Le secteur informel domine aussi des filières clés : 60 % de la production agricole (vivriers, cacao, café) transite par des circuits non structurés, selon le ministère de l’Agriculture (2023), tandis que l’exploitation minière artisanale, bien qu’illégale à 80 %, fournit 30 % de l’or et 50 % des diamants écoulés localement (rapport EITI, 2022). Ces activités, souvent précaires, emploient 1,2 million de personnes, dont 35 % de femmes et 28 % d’enfants de moins de 15 ans dans les mines, selon l’UNICEF. Malgré ces défis, l’État tente une intégration timide.

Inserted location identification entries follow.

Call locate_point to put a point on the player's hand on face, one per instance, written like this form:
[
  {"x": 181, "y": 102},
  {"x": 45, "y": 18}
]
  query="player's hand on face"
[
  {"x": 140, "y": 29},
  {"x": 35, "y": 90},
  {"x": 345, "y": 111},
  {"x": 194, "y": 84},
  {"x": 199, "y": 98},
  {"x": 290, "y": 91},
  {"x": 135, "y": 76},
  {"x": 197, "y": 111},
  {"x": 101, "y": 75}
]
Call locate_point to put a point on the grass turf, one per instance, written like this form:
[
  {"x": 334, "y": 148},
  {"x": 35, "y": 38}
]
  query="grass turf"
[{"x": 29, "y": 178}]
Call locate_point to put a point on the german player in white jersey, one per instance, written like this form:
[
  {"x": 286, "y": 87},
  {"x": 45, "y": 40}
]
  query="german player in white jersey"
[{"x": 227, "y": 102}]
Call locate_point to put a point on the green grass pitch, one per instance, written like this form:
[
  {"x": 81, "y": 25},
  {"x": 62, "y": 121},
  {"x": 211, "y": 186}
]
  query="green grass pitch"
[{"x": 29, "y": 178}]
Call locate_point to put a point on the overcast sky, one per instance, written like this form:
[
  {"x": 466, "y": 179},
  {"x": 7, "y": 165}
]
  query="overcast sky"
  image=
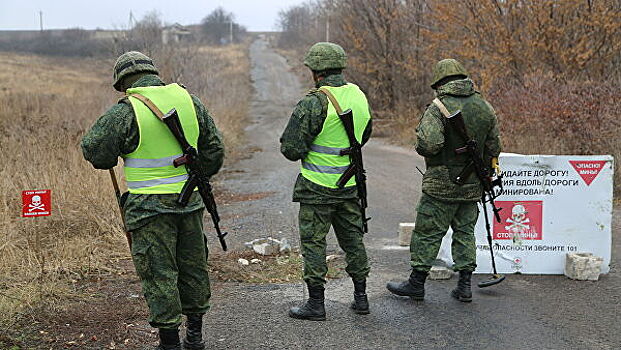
[{"x": 259, "y": 15}]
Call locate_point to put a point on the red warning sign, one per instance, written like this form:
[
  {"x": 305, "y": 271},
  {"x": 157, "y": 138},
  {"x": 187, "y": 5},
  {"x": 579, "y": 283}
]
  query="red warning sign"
[
  {"x": 588, "y": 169},
  {"x": 36, "y": 203},
  {"x": 519, "y": 220}
]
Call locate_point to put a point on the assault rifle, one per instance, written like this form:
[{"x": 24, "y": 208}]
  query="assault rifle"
[
  {"x": 477, "y": 166},
  {"x": 196, "y": 176},
  {"x": 356, "y": 168},
  {"x": 120, "y": 199}
]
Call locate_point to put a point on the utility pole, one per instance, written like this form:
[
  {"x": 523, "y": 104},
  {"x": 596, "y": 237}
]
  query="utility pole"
[
  {"x": 231, "y": 31},
  {"x": 131, "y": 19}
]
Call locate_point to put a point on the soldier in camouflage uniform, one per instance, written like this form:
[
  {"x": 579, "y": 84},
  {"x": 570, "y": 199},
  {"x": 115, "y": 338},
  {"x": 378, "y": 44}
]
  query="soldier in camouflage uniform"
[
  {"x": 445, "y": 203},
  {"x": 168, "y": 247},
  {"x": 314, "y": 136}
]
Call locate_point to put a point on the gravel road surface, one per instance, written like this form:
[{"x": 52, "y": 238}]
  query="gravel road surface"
[{"x": 525, "y": 312}]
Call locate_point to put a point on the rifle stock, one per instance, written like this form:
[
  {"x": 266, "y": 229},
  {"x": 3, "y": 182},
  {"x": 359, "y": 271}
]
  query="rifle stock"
[
  {"x": 196, "y": 177},
  {"x": 356, "y": 168},
  {"x": 477, "y": 165}
]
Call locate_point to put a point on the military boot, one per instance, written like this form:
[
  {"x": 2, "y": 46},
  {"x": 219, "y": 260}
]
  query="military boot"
[
  {"x": 194, "y": 333},
  {"x": 414, "y": 287},
  {"x": 313, "y": 309},
  {"x": 463, "y": 291},
  {"x": 361, "y": 303},
  {"x": 169, "y": 340}
]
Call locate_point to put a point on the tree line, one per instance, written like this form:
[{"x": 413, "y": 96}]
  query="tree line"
[{"x": 552, "y": 68}]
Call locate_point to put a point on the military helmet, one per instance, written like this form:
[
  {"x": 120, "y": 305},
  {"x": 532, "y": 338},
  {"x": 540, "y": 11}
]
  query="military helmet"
[
  {"x": 447, "y": 68},
  {"x": 324, "y": 55},
  {"x": 129, "y": 63}
]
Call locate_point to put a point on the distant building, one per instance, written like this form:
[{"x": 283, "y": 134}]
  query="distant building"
[{"x": 175, "y": 33}]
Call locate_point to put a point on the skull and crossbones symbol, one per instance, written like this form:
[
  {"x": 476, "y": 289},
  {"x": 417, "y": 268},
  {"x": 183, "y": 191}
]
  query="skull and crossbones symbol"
[
  {"x": 518, "y": 222},
  {"x": 36, "y": 204}
]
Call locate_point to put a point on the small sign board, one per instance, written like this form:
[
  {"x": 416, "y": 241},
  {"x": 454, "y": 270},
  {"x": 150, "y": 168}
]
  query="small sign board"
[
  {"x": 551, "y": 206},
  {"x": 36, "y": 203}
]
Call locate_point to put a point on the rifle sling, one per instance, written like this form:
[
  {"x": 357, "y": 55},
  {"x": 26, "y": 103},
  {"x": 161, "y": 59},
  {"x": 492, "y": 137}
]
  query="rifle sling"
[
  {"x": 332, "y": 99},
  {"x": 441, "y": 107},
  {"x": 147, "y": 102},
  {"x": 468, "y": 168}
]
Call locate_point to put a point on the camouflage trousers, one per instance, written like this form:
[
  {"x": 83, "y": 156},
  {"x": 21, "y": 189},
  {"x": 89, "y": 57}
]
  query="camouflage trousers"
[
  {"x": 315, "y": 221},
  {"x": 169, "y": 254},
  {"x": 433, "y": 219}
]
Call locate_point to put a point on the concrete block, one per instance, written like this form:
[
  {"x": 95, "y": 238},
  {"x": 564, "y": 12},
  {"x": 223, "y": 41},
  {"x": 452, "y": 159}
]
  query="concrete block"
[
  {"x": 583, "y": 266},
  {"x": 440, "y": 273},
  {"x": 405, "y": 233},
  {"x": 267, "y": 248}
]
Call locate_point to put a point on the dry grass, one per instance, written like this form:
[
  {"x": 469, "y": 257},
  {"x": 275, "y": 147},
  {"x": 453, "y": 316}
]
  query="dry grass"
[{"x": 47, "y": 106}]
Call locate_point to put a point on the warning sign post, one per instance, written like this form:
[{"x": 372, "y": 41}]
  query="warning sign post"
[
  {"x": 551, "y": 206},
  {"x": 36, "y": 203}
]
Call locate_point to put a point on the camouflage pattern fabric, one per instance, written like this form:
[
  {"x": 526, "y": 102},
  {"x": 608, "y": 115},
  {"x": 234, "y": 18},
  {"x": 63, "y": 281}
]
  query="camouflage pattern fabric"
[
  {"x": 304, "y": 125},
  {"x": 436, "y": 141},
  {"x": 116, "y": 133},
  {"x": 315, "y": 222},
  {"x": 447, "y": 68},
  {"x": 433, "y": 219},
  {"x": 129, "y": 63},
  {"x": 323, "y": 56},
  {"x": 170, "y": 255}
]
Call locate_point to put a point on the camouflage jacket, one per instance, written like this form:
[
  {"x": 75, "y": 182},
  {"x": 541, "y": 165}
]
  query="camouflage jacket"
[
  {"x": 116, "y": 133},
  {"x": 304, "y": 125},
  {"x": 436, "y": 141}
]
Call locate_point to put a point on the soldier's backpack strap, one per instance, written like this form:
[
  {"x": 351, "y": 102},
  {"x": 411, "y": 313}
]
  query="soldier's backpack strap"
[
  {"x": 441, "y": 107},
  {"x": 147, "y": 102},
  {"x": 332, "y": 99}
]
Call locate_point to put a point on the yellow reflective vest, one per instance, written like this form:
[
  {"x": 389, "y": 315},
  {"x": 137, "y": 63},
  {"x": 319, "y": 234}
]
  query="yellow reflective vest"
[
  {"x": 149, "y": 169},
  {"x": 324, "y": 165}
]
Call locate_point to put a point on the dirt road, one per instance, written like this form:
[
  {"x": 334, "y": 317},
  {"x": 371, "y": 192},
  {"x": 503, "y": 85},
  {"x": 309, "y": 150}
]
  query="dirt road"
[{"x": 525, "y": 312}]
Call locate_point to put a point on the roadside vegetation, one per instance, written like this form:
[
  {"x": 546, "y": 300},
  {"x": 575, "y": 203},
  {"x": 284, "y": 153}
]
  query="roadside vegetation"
[
  {"x": 551, "y": 68},
  {"x": 48, "y": 103}
]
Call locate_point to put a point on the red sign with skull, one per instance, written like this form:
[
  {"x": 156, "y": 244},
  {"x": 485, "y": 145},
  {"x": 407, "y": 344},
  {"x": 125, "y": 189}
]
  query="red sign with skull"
[
  {"x": 36, "y": 203},
  {"x": 519, "y": 220}
]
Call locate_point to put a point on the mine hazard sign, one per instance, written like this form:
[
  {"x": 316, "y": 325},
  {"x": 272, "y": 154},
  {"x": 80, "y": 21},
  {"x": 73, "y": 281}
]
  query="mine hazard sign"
[
  {"x": 588, "y": 169},
  {"x": 519, "y": 220},
  {"x": 36, "y": 203}
]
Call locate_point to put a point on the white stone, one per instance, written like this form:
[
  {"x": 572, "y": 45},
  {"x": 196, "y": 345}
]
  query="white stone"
[
  {"x": 440, "y": 273},
  {"x": 285, "y": 247},
  {"x": 583, "y": 266},
  {"x": 405, "y": 233},
  {"x": 268, "y": 246}
]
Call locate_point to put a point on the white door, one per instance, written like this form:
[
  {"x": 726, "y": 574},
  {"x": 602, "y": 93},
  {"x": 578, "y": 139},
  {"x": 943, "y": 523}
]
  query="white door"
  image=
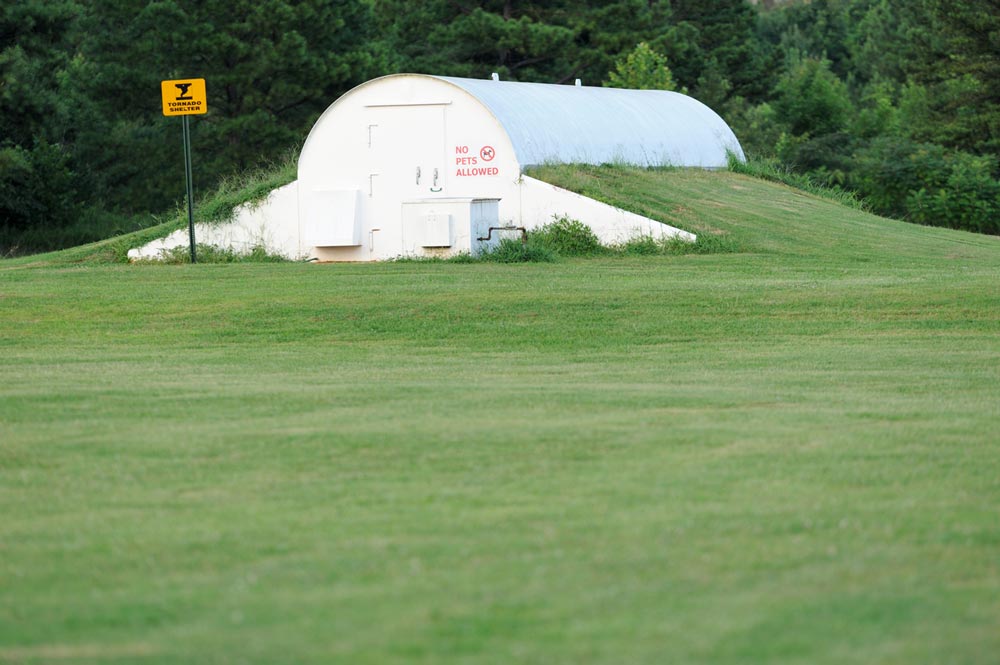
[{"x": 408, "y": 151}]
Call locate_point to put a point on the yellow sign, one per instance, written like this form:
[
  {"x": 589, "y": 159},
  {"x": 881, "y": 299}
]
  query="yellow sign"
[{"x": 184, "y": 97}]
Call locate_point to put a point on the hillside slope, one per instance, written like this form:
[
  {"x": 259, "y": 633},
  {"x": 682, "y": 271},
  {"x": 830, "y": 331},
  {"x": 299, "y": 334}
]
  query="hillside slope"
[
  {"x": 784, "y": 455},
  {"x": 766, "y": 217}
]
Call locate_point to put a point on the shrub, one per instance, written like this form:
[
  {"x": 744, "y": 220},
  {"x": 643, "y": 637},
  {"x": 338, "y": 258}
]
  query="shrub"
[
  {"x": 567, "y": 237},
  {"x": 515, "y": 251}
]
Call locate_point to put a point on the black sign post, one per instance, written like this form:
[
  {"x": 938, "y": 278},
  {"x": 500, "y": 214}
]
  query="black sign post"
[{"x": 185, "y": 98}]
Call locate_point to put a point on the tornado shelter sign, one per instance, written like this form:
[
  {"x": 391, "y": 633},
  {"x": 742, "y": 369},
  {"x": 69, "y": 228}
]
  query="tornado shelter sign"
[{"x": 184, "y": 97}]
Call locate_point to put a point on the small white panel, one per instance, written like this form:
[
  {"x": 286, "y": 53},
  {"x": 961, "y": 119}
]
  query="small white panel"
[
  {"x": 332, "y": 218},
  {"x": 436, "y": 230}
]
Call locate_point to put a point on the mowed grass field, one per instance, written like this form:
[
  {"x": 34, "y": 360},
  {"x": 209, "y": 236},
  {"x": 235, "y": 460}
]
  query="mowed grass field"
[{"x": 788, "y": 454}]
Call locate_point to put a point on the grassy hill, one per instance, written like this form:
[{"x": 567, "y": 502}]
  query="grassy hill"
[{"x": 783, "y": 454}]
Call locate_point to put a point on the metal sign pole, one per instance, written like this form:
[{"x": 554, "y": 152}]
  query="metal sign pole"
[{"x": 190, "y": 184}]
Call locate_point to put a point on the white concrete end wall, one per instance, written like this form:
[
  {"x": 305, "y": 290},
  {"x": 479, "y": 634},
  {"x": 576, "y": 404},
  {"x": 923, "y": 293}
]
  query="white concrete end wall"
[
  {"x": 272, "y": 223},
  {"x": 539, "y": 203}
]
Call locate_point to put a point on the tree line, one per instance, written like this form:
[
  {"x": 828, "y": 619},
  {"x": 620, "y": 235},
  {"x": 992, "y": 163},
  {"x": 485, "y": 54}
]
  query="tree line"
[{"x": 897, "y": 100}]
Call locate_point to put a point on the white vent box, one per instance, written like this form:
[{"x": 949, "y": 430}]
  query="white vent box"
[{"x": 436, "y": 231}]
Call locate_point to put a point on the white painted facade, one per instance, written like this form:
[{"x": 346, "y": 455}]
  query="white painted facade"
[{"x": 418, "y": 165}]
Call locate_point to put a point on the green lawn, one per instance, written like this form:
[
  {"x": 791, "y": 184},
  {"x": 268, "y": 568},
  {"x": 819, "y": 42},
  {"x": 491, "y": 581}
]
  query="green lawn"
[{"x": 789, "y": 454}]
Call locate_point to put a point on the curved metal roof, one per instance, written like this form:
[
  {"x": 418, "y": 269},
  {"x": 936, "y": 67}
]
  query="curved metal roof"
[{"x": 565, "y": 124}]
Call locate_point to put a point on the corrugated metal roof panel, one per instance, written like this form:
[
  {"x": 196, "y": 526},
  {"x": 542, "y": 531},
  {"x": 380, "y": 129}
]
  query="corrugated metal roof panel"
[{"x": 565, "y": 124}]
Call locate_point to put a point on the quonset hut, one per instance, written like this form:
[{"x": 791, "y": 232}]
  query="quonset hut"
[{"x": 412, "y": 164}]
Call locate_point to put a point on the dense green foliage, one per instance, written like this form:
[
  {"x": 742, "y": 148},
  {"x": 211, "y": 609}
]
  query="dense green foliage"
[
  {"x": 787, "y": 455},
  {"x": 897, "y": 100}
]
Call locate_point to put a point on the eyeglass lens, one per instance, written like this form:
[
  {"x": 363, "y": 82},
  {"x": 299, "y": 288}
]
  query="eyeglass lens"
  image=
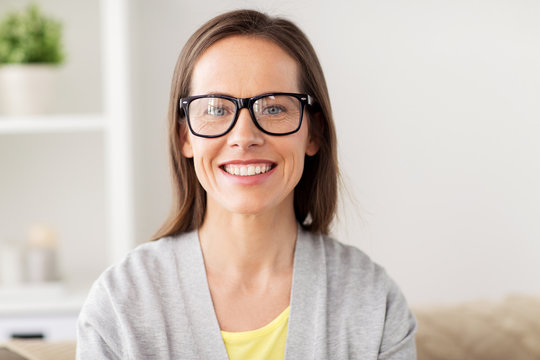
[{"x": 276, "y": 114}]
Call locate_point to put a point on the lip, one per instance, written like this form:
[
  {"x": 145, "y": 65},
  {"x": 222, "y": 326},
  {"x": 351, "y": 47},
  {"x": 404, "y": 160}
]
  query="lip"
[
  {"x": 247, "y": 180},
  {"x": 247, "y": 162}
]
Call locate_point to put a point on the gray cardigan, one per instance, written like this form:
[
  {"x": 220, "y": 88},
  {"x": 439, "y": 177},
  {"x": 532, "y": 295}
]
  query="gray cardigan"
[{"x": 156, "y": 304}]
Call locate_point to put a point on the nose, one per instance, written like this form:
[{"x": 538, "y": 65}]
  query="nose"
[{"x": 245, "y": 134}]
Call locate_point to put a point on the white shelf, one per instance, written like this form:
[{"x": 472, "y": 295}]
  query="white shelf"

Le Registre National des Finances (RNF), lancé en 2020, a permis de formaliser 182 000 microentreprises en trois ans, générant 58 milliards de FCFA de taxes supplémentaires. Un succès relatif, car cela ne représente que 6 % du tissu informel, estimé à 3 millions d’unités économiques par l’INS. Les réformes peinent aussi à juguler l’évasion commerciale : 45 % des échanges transfrontaliers avec le Nigeria et le Tchad échappent aux douanes, soit 400 milliards de FCFA par an (CNCC, 2023). Dans l’ombre, cette économie reste un filet social pour 8,5 millions de Camerounais sous le seuil de pauvreté (2,15 dollars/jour, Banque Mondiale, 2023). Elle assure 85 % des revenus des ménages ruraux et 63 % des urbains, selon la CNPS. Pour les femmes, souvent exclues du crédit bancaire (seulement 12 % ont un compte en banque), le commerce informel est une bouée : elles contrôlent 68 % des étals de marché et 55 % de la transformation agroalimentaire. Mais le prix est lourd : absence de protection sociale (92 % des travailleurs informels ne cotisent à aucune caisse), insécurité juridique, et concurrence déloyale pour les entreprises formelles, qui ne représentent que 7,2 % du PIB. Pourtant, selon la Chambre de Commerce, 35 % des PME formelles dépendent de fournisseurs informels, illustrant une interdépendance incontournable.
L’équation camerounaise reste complexe : comment capter les 1 500 milliards de FCFA circulant hors des banques (BEAC, 2023) sans étouffer un secteur qui fait vivre des millions de personnes ? Les pistes existent : la digitalisation des impôts a permis de collecter 120 milliards de FCFA en 2022 via des paiements mobiles, et les coopératives agricoles structurées ont augmenté leurs revenus de 40 % tout en payant des taxes. Mais avec 60 % de la population ayant moins de 25 ans et 300 000 jeunes arrivant chaque année sur un marché du travail saturé, le temps presse. L’informel camerounais, à la fois problème et solution, reste le miroir d’une économie en quête d’équilibre.